Headed for Trona, we camped for a night at the beautiful Red Rock Canyon. If it looks familiar it is probably because of all the movies filmed there – from cowboy flicks to Star Trek. There is something hauntingly beautiful about camping below the crimson cliffs and enjoying the desert in the various shades of the day. To us, it is also full of memories of the years we would take the kids camping there.
Once home to the Kawaiisu Indians, there are petroglyphs in the area here at the western edge of the El Paso mountains. During the 1870s the colorful rock formations served as landmarks for 20-mule team freight wagons that stopped for water.
There are also remnants of the 1980s mining era operations.
Redrock is a State Park and considering there are no hook ups, showers, etc., the camp fee is rather steep. We paid $26.00 and that was the senior discount price. But we enjoyed the solitude, the view and the peacefulness of our campsite. And the stars at night were fantastic.
HOLD YOUR NOSE: WE ARE ENTERING TRONA, HOME OF THE SEARLES LAKE MINING COMPANY AND LOTS OF SAND AND SALT
Known as The Gateway to Death Valley, Trona is about 20 miles from Ridgecrest. It is such a depressed little town plagued with the constant smell of chemicals and earth that refuses to grow grass. There is very little landscaping around the businesses and homes and I’d guess about half of the residential area homes are abandoned and boarded up.
We were allowed to camp about 3 miles out of town and although it was just a sandy field, we loved the view, the stars, the sunset and our friendly camping neighbors.
Everyone grabbed their buckets and starting collecting rocks.
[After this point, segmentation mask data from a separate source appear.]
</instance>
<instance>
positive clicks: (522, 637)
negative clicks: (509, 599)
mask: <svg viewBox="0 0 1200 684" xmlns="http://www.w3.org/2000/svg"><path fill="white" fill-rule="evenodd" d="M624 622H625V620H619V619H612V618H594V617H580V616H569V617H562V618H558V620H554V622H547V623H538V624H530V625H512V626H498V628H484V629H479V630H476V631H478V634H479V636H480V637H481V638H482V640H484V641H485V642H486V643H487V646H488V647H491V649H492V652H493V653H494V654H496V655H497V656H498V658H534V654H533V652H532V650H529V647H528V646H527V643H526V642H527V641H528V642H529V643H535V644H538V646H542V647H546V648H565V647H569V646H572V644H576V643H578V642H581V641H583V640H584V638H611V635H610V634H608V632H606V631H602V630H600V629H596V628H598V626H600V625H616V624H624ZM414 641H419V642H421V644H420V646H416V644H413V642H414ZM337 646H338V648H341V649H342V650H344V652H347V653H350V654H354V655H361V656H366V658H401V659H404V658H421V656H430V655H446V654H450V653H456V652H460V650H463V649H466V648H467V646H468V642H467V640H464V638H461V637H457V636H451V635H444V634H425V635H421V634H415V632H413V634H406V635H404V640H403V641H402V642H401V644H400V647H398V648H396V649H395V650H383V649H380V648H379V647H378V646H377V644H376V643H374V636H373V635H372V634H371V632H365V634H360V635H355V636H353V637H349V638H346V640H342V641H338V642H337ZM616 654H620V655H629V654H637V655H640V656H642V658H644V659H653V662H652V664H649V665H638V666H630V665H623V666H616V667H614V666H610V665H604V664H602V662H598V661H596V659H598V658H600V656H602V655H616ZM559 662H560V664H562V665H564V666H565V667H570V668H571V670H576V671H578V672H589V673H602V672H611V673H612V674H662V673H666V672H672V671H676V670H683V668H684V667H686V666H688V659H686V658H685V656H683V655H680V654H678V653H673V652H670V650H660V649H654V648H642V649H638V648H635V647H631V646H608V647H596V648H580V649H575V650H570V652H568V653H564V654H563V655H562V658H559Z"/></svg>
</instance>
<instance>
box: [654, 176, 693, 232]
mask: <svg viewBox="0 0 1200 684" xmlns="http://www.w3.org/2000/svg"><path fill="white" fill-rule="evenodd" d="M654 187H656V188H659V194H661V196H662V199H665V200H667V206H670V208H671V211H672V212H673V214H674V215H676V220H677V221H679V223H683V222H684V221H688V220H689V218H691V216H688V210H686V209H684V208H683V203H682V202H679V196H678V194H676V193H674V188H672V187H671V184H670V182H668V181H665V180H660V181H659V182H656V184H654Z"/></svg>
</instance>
There were lots of young people, students who gather the rocks, clean them up and sell them for a fundraiser for school entities and clubs. The kids in town collect containers all year long, fill them with awful stinky brine water and sell them to the collectors. That is what you clean your rocks with. If you clean them in regular water, they are water soluable and will break down and disappear.
I felt damn important with my gloves on.
This is pink halite. We didn’t go on the trip where this is found because we read in the brochure: “When looking for pink halite do not wade more than calf deep into the muddy brine water.” Yuch! Alan bought this specimen for $6 which is less than we would have spent on waders.
TIME FOR THE DEMONSTRATION. “STAND BACK” WE HEARD FROM THE LOUD SPEAKER. A pipe then pumped up material from 40 feet below and spewed it out onto the lake bed. When it stopped the crowd waded into the muddy water and again began digging. The blow hole was something to see!
Back at camp, everyone brought out their brushes and brine water and began cleaning their finds. In novice fashion I started scrubbing my rocks and the brine water began stinging my hands. I learned to wear rubber gloves when working with that awful stuff. And it stinks.
Rock hunting was fun and we collected a bucket full for our rock garden. But Alan’s favorite event of the weekend was going to the Trona High School v. Big Pine Football Game. Trona has the last dirt high school football field in the nation. Remember, grass won’t grow here!
Unfortunately the Tornadoes lost the game. It is 8-man football. They once played Rio Hondo Prep. I loved seeing the spirit of the crowd and the team bursting in community pride.
HEADING OUT ON SUNDAY WE STOPPED and HIKED AT NEARBY TRONA PINNACLES WITH ITS PICTURESQUE TUFA TOWERS.
GOODBYE TRONA. WE’LL BE BACK NEXT YEAR FOR MORE ROCKS!